The fort is massive influenced by Mughal architecture and was built in 17 th Century using sandstone however today most of it is converted into museum. The fort museum displays the vintage cars and palanquins which were used by the royal family then along with old photographs of the family themselves. The Fort encompasses an old tunnel with stairs leading you to the terrace and main facade of the fort overlooking the Ganges. Walking through the tunnel definitely made me feel like a warrior moving through the secret passage of the fort.
The old heritage preserved at the fort "While coming back Prem and me enjoyed some Rabdi (An Indian desert made from milk) served in an earthen clay pot called Kulad which is a famous street delicacy of Banaras"
Sarnath - An important excursion of Varanasi
Banaras is not just an important spiritual destination for Hindus but also for people following Buddhism and Jain religion. I headed towards Sarnath, 13kms away from the main city and a place which is believed to be the first destination where after attaining enlightenment lord Buddha preached his first sermon.
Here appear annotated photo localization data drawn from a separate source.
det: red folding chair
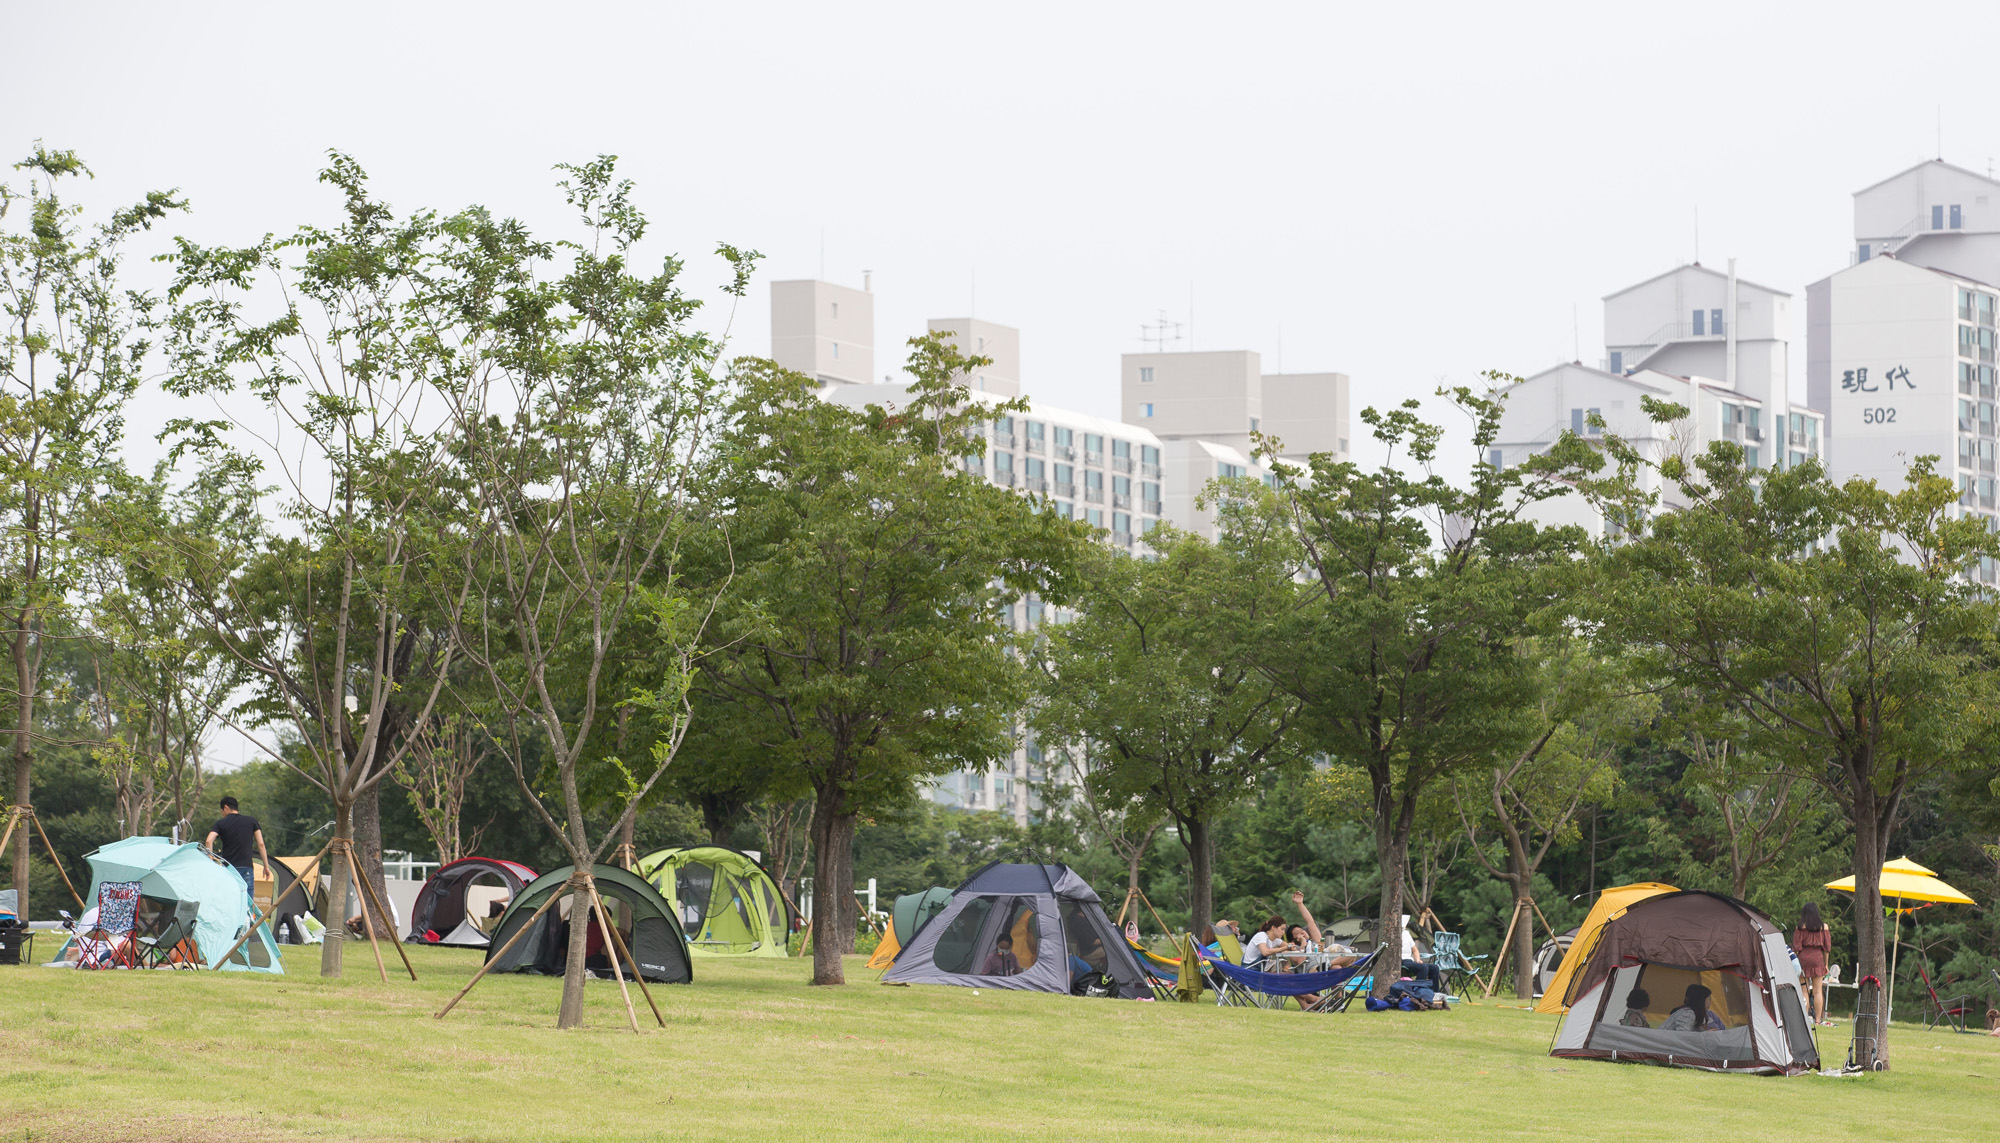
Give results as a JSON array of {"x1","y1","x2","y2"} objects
[
  {"x1": 1919, "y1": 964, "x2": 1974, "y2": 1033},
  {"x1": 75, "y1": 881, "x2": 143, "y2": 969}
]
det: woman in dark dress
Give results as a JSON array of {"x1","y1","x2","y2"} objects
[{"x1": 1792, "y1": 901, "x2": 1835, "y2": 1026}]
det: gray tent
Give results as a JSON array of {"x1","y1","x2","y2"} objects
[{"x1": 881, "y1": 862, "x2": 1148, "y2": 998}]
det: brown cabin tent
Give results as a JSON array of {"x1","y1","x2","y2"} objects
[{"x1": 1550, "y1": 891, "x2": 1818, "y2": 1075}]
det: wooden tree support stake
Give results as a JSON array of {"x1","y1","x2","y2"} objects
[
  {"x1": 338, "y1": 841, "x2": 391, "y2": 984},
  {"x1": 212, "y1": 840, "x2": 331, "y2": 970},
  {"x1": 2, "y1": 806, "x2": 86, "y2": 909},
  {"x1": 436, "y1": 887, "x2": 565, "y2": 1019},
  {"x1": 1481, "y1": 900, "x2": 1525, "y2": 999},
  {"x1": 593, "y1": 884, "x2": 665, "y2": 1027},
  {"x1": 587, "y1": 883, "x2": 641, "y2": 1033}
]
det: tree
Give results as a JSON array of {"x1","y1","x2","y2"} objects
[
  {"x1": 425, "y1": 156, "x2": 752, "y2": 1026},
  {"x1": 1590, "y1": 417, "x2": 2000, "y2": 1069},
  {"x1": 1451, "y1": 648, "x2": 1631, "y2": 998},
  {"x1": 701, "y1": 334, "x2": 1086, "y2": 985},
  {"x1": 390, "y1": 715, "x2": 489, "y2": 865},
  {"x1": 1675, "y1": 729, "x2": 1838, "y2": 901},
  {"x1": 1034, "y1": 507, "x2": 1305, "y2": 936},
  {"x1": 1, "y1": 144, "x2": 182, "y2": 919},
  {"x1": 163, "y1": 155, "x2": 463, "y2": 974},
  {"x1": 1263, "y1": 384, "x2": 1615, "y2": 993}
]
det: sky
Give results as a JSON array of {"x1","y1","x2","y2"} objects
[{"x1": 12, "y1": 0, "x2": 2000, "y2": 764}]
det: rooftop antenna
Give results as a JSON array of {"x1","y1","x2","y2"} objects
[
  {"x1": 1188, "y1": 284, "x2": 1195, "y2": 352},
  {"x1": 1694, "y1": 207, "x2": 1700, "y2": 265},
  {"x1": 819, "y1": 228, "x2": 825, "y2": 280},
  {"x1": 1139, "y1": 310, "x2": 1184, "y2": 352},
  {"x1": 1938, "y1": 105, "x2": 1943, "y2": 160},
  {"x1": 1277, "y1": 322, "x2": 1283, "y2": 374},
  {"x1": 970, "y1": 270, "x2": 976, "y2": 318},
  {"x1": 1573, "y1": 303, "x2": 1580, "y2": 363}
]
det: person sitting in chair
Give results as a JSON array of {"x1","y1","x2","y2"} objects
[
  {"x1": 980, "y1": 932, "x2": 1023, "y2": 977},
  {"x1": 1662, "y1": 983, "x2": 1725, "y2": 1031},
  {"x1": 1242, "y1": 916, "x2": 1287, "y2": 968},
  {"x1": 1288, "y1": 890, "x2": 1359, "y2": 969},
  {"x1": 1619, "y1": 988, "x2": 1652, "y2": 1027}
]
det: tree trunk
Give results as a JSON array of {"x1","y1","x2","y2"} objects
[
  {"x1": 1849, "y1": 791, "x2": 1890, "y2": 1070},
  {"x1": 618, "y1": 813, "x2": 636, "y2": 870},
  {"x1": 353, "y1": 783, "x2": 395, "y2": 936},
  {"x1": 11, "y1": 631, "x2": 33, "y2": 923},
  {"x1": 1177, "y1": 815, "x2": 1215, "y2": 938},
  {"x1": 319, "y1": 801, "x2": 354, "y2": 977},
  {"x1": 557, "y1": 871, "x2": 593, "y2": 1028},
  {"x1": 1373, "y1": 819, "x2": 1411, "y2": 997},
  {"x1": 1510, "y1": 891, "x2": 1537, "y2": 1001},
  {"x1": 807, "y1": 787, "x2": 856, "y2": 985}
]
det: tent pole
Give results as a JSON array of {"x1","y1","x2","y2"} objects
[
  {"x1": 350, "y1": 851, "x2": 419, "y2": 981},
  {"x1": 1887, "y1": 903, "x2": 1902, "y2": 1027},
  {"x1": 340, "y1": 840, "x2": 390, "y2": 984},
  {"x1": 1482, "y1": 900, "x2": 1524, "y2": 999},
  {"x1": 591, "y1": 883, "x2": 664, "y2": 1027},
  {"x1": 436, "y1": 886, "x2": 564, "y2": 1019},
  {"x1": 211, "y1": 840, "x2": 331, "y2": 971},
  {"x1": 587, "y1": 882, "x2": 642, "y2": 1033}
]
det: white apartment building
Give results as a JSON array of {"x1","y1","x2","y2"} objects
[
  {"x1": 770, "y1": 278, "x2": 875, "y2": 385},
  {"x1": 1498, "y1": 261, "x2": 1823, "y2": 537},
  {"x1": 1806, "y1": 160, "x2": 2000, "y2": 584},
  {"x1": 1120, "y1": 349, "x2": 1352, "y2": 464}
]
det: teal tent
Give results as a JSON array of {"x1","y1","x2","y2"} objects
[{"x1": 71, "y1": 837, "x2": 284, "y2": 972}]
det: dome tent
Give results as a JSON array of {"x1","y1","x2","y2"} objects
[
  {"x1": 635, "y1": 846, "x2": 792, "y2": 957},
  {"x1": 866, "y1": 886, "x2": 953, "y2": 970},
  {"x1": 405, "y1": 857, "x2": 537, "y2": 947},
  {"x1": 1534, "y1": 882, "x2": 1677, "y2": 1014},
  {"x1": 483, "y1": 864, "x2": 692, "y2": 985},
  {"x1": 72, "y1": 837, "x2": 283, "y2": 972},
  {"x1": 881, "y1": 862, "x2": 1149, "y2": 998},
  {"x1": 1551, "y1": 890, "x2": 1818, "y2": 1075}
]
This place is also one of the four holy sites by the lord Buddha himself for pilgrimage. The places to see at Sarnath dates back from 200 BC and most of them were destroyed by various invaders in India. Among the ruins the most prominent is the Dharmekh Stupa which is 128 feet high with a diameter of 28 meters and looks like a cylinder made of bricks and stone.
Sarnath also houses a small Buddhist temple which is open for Visitors.
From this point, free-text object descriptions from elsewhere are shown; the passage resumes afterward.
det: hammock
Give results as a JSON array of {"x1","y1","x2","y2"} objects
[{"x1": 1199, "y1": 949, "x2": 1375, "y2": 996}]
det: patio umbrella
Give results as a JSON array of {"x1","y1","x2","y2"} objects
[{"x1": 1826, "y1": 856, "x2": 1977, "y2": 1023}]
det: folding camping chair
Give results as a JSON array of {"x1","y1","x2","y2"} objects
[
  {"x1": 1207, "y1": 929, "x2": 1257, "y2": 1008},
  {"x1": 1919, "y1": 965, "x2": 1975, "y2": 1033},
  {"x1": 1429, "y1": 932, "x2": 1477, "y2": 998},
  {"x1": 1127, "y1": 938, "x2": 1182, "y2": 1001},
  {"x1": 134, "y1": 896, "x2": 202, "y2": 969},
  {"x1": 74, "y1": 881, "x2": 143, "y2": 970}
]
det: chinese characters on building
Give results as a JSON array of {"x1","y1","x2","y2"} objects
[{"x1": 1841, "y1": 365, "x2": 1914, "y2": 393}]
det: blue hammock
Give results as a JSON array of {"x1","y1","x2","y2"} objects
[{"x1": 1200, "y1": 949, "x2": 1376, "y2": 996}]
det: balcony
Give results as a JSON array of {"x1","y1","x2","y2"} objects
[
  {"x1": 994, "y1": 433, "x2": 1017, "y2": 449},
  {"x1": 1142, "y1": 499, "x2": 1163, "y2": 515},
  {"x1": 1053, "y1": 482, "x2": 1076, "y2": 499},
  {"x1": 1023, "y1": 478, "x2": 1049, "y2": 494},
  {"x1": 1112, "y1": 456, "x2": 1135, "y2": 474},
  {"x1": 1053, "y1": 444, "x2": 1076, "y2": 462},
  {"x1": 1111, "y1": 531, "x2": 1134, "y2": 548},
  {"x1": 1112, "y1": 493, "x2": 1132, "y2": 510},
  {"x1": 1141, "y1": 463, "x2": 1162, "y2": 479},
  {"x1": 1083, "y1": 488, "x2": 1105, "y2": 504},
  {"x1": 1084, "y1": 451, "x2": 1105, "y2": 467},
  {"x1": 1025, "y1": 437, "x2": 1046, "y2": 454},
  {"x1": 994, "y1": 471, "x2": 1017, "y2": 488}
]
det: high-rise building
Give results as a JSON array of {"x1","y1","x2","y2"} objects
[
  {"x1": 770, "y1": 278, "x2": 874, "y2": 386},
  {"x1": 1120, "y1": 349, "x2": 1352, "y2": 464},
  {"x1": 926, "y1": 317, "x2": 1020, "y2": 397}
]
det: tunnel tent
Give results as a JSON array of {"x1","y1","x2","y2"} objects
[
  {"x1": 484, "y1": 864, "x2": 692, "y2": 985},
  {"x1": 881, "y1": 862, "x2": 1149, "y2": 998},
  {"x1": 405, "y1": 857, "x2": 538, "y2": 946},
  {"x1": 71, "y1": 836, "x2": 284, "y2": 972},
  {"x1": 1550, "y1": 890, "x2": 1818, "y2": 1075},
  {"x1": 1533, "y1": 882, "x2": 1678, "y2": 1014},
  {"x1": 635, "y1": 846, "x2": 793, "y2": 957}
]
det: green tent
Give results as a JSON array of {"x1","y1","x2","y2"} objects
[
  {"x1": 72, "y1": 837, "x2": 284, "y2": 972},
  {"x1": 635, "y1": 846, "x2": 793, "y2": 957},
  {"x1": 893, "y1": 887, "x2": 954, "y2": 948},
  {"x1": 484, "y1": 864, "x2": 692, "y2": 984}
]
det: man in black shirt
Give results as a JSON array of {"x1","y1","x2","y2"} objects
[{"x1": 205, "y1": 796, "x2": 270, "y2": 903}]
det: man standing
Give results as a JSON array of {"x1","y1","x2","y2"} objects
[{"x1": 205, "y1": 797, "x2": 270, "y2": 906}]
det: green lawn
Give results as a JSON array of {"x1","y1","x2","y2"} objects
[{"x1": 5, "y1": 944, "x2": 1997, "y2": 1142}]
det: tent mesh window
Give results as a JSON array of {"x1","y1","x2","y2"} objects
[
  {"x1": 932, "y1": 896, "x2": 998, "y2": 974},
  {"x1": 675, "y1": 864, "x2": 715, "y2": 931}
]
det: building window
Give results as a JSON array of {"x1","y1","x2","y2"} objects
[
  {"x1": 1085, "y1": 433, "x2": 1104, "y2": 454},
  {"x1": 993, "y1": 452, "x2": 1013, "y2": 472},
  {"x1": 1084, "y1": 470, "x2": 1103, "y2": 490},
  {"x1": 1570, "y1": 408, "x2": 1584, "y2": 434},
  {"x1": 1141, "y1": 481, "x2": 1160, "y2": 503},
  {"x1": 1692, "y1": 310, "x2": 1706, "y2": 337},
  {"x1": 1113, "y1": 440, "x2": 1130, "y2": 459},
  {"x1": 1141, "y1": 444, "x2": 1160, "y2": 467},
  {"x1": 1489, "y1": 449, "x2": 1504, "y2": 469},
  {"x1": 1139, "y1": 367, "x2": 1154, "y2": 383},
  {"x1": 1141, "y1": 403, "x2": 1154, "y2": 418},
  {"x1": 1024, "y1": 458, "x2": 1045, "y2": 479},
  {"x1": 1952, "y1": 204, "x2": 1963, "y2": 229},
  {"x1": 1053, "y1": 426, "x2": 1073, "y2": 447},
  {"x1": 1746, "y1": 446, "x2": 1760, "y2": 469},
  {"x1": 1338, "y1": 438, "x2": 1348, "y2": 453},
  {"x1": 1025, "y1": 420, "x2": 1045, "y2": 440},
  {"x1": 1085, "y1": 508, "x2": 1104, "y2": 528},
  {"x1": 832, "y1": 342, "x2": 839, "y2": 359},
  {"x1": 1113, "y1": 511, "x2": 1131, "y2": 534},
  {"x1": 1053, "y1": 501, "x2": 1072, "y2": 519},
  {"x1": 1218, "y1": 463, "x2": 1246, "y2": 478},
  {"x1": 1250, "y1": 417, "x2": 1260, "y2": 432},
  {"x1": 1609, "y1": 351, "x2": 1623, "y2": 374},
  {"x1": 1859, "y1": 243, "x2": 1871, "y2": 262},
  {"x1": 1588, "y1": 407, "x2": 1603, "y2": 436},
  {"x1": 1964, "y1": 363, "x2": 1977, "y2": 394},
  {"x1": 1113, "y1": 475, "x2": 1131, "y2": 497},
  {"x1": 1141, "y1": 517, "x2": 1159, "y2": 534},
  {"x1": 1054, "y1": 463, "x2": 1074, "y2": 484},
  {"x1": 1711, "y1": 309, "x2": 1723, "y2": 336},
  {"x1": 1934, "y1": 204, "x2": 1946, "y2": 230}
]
Once we returned back from Sarnath, I couldn't stop myself to drive back to the ghats because my Banaras was there, the colors of ghats, the smell of Ganga water, the floating diyas in water and everything else here was just enchanted. I wish I could visit this place once every year or may be stay at Banaras for rest of my life and attend the Ganga aarti every evening.
I met a foreign couple as I walked in into a cyber cafe to use the internet to check on my train tickets back home. This couple was from New York and was settled in Banaras from past twenty five years as the charm of this place didn't let them go back making them a local from a tourist. They own a restaurant and a cyber cafe now to meet their living in this city. This couple is surely not one of their kinds but Banaras has many of them from different parts of the world who settled here because of the fascination in the air.
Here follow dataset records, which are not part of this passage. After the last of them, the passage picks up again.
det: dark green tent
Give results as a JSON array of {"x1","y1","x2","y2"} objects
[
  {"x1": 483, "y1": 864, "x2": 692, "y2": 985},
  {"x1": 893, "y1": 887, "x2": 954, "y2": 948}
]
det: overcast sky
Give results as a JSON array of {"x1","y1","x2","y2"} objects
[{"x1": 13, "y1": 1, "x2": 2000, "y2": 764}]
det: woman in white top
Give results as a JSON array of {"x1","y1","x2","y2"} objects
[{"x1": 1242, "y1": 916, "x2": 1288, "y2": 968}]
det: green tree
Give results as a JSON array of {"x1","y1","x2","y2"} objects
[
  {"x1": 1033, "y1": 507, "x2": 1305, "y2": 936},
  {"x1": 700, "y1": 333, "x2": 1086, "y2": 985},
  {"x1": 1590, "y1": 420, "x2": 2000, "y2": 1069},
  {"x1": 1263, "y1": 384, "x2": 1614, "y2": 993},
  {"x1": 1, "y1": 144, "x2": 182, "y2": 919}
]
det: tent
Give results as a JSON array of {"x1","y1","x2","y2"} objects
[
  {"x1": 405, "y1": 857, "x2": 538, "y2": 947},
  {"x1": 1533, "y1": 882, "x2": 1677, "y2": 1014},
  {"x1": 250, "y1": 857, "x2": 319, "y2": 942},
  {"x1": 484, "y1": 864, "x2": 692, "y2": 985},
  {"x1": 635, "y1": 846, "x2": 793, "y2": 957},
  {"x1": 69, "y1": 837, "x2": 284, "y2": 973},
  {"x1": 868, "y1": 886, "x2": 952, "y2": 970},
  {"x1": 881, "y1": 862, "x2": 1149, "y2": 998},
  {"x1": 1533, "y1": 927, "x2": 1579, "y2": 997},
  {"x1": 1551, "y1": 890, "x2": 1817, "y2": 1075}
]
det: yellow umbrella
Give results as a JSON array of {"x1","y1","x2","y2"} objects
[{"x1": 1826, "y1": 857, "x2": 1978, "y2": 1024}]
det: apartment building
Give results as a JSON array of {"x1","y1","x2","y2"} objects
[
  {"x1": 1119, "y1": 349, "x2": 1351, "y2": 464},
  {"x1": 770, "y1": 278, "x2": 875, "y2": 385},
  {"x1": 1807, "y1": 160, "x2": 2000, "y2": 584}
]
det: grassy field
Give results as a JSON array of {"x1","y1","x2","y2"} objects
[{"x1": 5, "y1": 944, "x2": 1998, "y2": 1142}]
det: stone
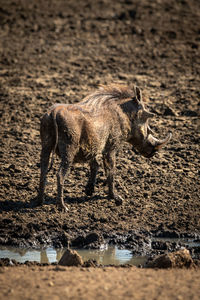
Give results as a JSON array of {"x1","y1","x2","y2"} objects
[
  {"x1": 147, "y1": 248, "x2": 194, "y2": 268},
  {"x1": 58, "y1": 249, "x2": 83, "y2": 267}
]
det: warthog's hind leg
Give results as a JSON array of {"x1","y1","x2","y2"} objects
[
  {"x1": 57, "y1": 161, "x2": 70, "y2": 212},
  {"x1": 85, "y1": 158, "x2": 99, "y2": 196},
  {"x1": 37, "y1": 146, "x2": 51, "y2": 206},
  {"x1": 103, "y1": 151, "x2": 123, "y2": 205},
  {"x1": 56, "y1": 143, "x2": 75, "y2": 212}
]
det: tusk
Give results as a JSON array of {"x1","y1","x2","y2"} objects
[
  {"x1": 148, "y1": 133, "x2": 172, "y2": 150},
  {"x1": 154, "y1": 133, "x2": 172, "y2": 150}
]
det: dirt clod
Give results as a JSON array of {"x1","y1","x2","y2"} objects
[
  {"x1": 58, "y1": 249, "x2": 83, "y2": 266},
  {"x1": 147, "y1": 249, "x2": 194, "y2": 269}
]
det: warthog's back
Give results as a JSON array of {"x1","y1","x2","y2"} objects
[{"x1": 42, "y1": 104, "x2": 112, "y2": 164}]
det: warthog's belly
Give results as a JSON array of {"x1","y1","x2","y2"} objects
[
  {"x1": 56, "y1": 146, "x2": 95, "y2": 164},
  {"x1": 73, "y1": 148, "x2": 94, "y2": 163}
]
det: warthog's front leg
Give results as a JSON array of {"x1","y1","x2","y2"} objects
[
  {"x1": 103, "y1": 151, "x2": 123, "y2": 205},
  {"x1": 85, "y1": 158, "x2": 99, "y2": 196},
  {"x1": 37, "y1": 145, "x2": 51, "y2": 206}
]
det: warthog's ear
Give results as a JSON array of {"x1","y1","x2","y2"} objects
[{"x1": 135, "y1": 86, "x2": 142, "y2": 102}]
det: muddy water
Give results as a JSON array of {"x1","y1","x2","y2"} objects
[
  {"x1": 0, "y1": 246, "x2": 147, "y2": 266},
  {"x1": 1, "y1": 237, "x2": 199, "y2": 265}
]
My last night at Banaras and I couldn't leave without experiencing the Sitar and Shehnai music which is said to be born here. ( Shehnai is a woodwind folk instrument and Sitar is a plucked stringed instrument used mainly in Indian classical music ). I wandered around the lanes near the ghats to find the place where I could settle my lust for these two. I climbed the stairs of this old building and reached this restaurant which had nothing called as an ambience but there was definitely a vibe to this place. It looked like someone's house which was converted into a restaurant, there was old, almost broken furniture kept at the entrance which looked like a spacious living room of a house. At one corner was a small stage set for the musicians who were almost masked in their music.
I braced myself at a corner and enjoyed the melodious tones by these two veterans while spending my last evening at this mystic destination. This was my Banaras of Varanasi, the oldest city of India seen with my senses.